New Delhi: At least a dozen Indian firms engaged on preliminary public choices at the moment are beneath further investor scrutiny following the disastrous debut of digital funds startup Paytm, the nation’s greatest ever IPO.
Offerings on the radar embody that of Oravel Stays Ltd., the operator of hotel-booking startup Oyo, which is seeking to increase practically $1 billion. Other sizable listings embody API Holdings Ltd., the mother or father of on-line pharmacy PharmEasy, and logistics firm Delhivery Ltd.

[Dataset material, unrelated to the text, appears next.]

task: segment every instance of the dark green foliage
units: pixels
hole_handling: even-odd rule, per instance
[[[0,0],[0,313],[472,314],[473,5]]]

Planned smaller IPOs may have a tougher time pricing shares if there’s a decreased urge for food for brand spanking new listings. The shares of Paytm rival One MobiKwik Systems Ltd. have fallen about 40% within the so-called gray market.
Paytm shares have fallen about 30% because it began buying and selling final week, with a rebound on Tuesday not sufficient to erase losses from the 2 earlier classes. Some firms that have been searching for to profit from the flood of transactions in India’s booming IPO market thus far this 12 months could now rethink the timing and pricing of their points, in accordance with Edelweiss Financial Services Ltd.
Valuation is prone to grow to be the primary sticking level for these searching for to faucet the market. Paytm’s valuation — round 26 occasions price-to-estimated gross sales for the monetary 12 months 2023 — towers above the benchmark S&P BSE Sensex Index on about 4 occasions.